Exercise guide
Barbell Hang Clean
- Advanced
- Compound
- Rep-based
- Lower legs
- Shoulders
- Upper arms
- Upper legs
- Waist
The Barbell Hang Clean is an explosive compound movement that develops total-body power, coordination, and triple extension strength, primarily targeting the posterior chain and traps.
Reviewed by the Crucible team · Updated June 2026
Muscles worked
Setup
- Stand with feet hip-width apart, holding the barbell with an overhand grip just outside your thighs.
- Deadlift the bar to a full standing position to establish a neutral spine.
- Hinge at the hips and slightly bend the knees to lower the bar to mid-thigh or just above the knee.

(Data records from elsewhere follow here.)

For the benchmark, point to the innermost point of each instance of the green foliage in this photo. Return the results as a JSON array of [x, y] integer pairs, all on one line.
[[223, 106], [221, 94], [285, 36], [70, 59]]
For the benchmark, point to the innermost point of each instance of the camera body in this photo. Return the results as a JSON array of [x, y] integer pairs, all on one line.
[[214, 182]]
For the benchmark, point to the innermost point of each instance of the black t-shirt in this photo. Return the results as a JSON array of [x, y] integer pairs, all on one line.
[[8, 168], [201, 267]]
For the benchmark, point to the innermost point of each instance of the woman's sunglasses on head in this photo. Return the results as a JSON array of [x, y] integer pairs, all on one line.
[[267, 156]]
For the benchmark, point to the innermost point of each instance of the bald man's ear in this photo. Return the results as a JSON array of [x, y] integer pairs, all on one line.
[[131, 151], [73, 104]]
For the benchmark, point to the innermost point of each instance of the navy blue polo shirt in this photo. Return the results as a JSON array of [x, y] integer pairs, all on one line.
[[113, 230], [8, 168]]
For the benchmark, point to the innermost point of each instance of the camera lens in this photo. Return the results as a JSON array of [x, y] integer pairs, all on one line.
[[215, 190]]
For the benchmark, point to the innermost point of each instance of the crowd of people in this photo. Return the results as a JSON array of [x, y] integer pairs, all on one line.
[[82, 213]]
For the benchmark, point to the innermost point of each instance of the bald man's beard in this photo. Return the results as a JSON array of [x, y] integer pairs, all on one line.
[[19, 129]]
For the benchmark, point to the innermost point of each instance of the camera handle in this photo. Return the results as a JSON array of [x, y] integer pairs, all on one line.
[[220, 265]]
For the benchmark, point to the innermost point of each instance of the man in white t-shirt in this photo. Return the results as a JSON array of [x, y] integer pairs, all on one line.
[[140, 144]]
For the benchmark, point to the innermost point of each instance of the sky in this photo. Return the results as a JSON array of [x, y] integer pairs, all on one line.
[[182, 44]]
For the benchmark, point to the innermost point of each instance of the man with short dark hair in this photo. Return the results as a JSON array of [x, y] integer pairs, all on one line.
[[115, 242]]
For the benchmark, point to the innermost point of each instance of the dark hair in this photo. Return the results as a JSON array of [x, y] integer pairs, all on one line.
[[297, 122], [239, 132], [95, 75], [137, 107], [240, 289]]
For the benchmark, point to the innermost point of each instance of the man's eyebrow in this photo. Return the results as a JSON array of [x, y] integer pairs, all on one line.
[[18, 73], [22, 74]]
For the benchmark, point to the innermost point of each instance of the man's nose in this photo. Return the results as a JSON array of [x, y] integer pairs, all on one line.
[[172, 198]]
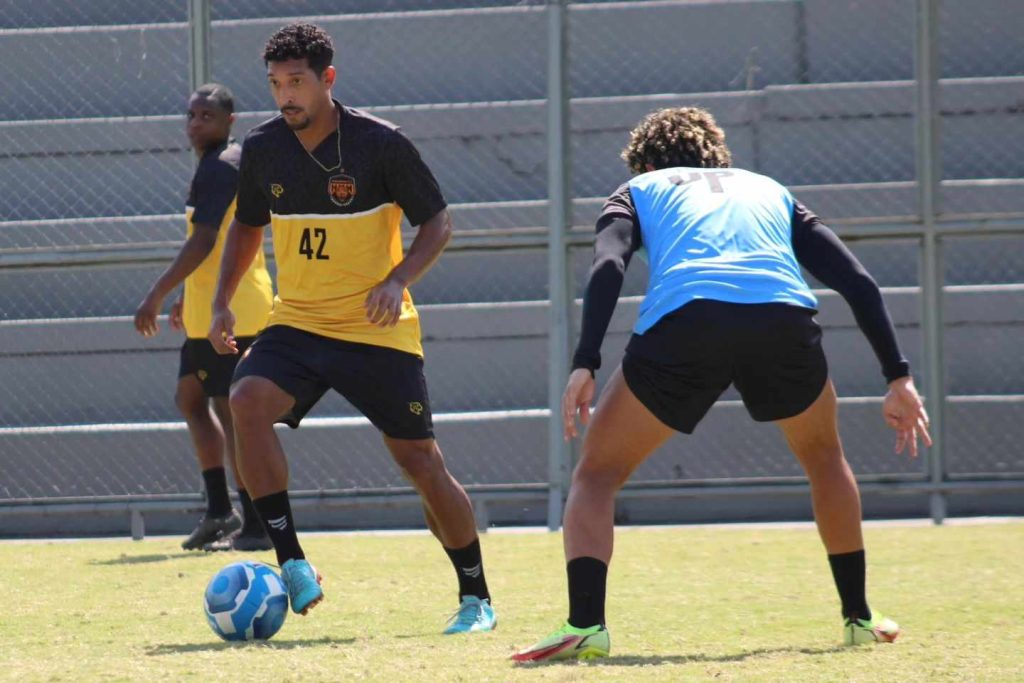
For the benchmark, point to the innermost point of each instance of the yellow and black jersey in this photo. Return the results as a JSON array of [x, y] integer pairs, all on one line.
[[211, 202], [336, 215]]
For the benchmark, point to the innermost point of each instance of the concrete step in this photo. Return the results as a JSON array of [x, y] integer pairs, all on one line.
[[858, 136], [333, 455], [479, 356]]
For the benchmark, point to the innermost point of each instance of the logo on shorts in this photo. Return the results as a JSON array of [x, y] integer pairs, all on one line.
[[341, 188]]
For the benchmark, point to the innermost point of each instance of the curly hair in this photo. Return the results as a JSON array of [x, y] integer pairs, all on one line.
[[300, 41], [681, 136]]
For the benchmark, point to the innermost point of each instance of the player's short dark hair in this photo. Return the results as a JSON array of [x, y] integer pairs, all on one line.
[[679, 136], [218, 95], [300, 41]]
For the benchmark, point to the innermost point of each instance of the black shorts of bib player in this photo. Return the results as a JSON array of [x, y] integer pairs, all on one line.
[[333, 183]]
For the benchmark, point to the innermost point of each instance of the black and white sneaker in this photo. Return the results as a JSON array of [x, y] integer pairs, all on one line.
[[245, 541], [212, 528]]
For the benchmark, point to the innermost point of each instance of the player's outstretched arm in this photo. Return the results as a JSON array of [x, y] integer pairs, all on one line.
[[241, 247], [383, 303], [193, 253]]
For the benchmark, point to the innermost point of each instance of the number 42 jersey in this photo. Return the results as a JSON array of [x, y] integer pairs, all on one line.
[[336, 215]]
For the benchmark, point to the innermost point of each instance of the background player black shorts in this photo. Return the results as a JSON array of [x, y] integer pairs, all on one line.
[[213, 370], [772, 352], [385, 384]]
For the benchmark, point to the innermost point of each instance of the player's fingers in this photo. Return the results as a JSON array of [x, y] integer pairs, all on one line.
[[925, 435], [568, 414], [585, 413], [392, 313], [371, 304]]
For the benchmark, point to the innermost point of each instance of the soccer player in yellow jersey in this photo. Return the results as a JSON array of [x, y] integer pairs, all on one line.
[[333, 182], [205, 376]]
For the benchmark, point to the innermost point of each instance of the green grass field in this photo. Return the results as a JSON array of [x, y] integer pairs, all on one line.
[[704, 603]]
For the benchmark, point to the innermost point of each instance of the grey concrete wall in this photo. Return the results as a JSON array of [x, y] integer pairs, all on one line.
[[478, 357], [802, 135]]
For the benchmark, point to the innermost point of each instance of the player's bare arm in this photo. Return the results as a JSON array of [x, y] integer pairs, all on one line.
[[383, 303], [241, 247], [193, 253]]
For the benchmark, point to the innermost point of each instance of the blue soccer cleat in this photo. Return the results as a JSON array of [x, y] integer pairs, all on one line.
[[302, 582], [473, 614]]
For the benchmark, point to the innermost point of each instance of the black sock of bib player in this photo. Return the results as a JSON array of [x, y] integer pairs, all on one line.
[[217, 502], [251, 525], [275, 511], [469, 567], [849, 570], [588, 581]]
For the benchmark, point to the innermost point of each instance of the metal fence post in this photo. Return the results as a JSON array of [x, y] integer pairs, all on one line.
[[199, 43], [560, 297], [929, 175]]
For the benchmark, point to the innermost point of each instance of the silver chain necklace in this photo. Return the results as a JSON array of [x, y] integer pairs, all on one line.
[[316, 161]]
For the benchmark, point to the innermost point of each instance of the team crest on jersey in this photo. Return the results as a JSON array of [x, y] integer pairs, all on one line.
[[341, 188]]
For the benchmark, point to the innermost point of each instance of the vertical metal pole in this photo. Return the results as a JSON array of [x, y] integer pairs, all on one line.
[[559, 205], [929, 175], [199, 43]]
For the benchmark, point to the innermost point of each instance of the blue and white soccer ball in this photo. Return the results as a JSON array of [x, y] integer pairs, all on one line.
[[246, 601]]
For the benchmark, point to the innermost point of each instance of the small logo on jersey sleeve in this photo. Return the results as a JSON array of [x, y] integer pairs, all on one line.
[[341, 188]]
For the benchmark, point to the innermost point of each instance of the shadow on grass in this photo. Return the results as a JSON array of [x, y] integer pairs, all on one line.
[[145, 559], [654, 659], [216, 646]]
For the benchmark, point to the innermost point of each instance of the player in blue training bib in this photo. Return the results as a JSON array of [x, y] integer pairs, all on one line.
[[726, 304]]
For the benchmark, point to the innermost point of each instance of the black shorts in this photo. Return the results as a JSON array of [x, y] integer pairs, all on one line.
[[213, 370], [385, 384], [772, 352]]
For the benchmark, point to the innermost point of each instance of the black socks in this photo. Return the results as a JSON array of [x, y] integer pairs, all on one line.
[[251, 524], [850, 573], [469, 567], [275, 511], [588, 581]]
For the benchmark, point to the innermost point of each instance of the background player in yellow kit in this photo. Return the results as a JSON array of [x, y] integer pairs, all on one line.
[[205, 376]]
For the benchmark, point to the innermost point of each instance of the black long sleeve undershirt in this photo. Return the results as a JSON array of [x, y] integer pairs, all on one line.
[[816, 247], [823, 254]]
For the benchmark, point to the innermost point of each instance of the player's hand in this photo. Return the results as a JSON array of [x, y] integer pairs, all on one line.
[[175, 315], [145, 315], [383, 304], [578, 396], [904, 411], [222, 331]]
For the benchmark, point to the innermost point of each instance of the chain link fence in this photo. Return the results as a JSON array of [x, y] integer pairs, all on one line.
[[820, 94]]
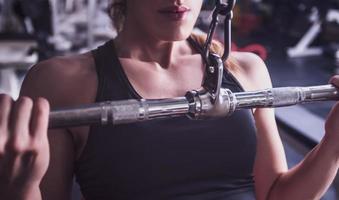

- Keep your chest up, shoulders slightly in front of the bar, and weight balanced over the mid-foot.
How to do it
- Explosively extend your hips, knees, and ankles (triple extension) while simultaneously shrugging your shoulders toward your ears.
- As the bar gains upward momentum, pull your body under the bar by rapidly rotating your elbows forward and up.
- Catch the bar across the front of your shoulders (front rack position) in a partial squat, exhaling as you stabilize.
- Stand up fully to complete the movement, then lower the bar back to the hang position with control.
Form checklist
- Keep the bar as close to your body as possible throughout the entire pull.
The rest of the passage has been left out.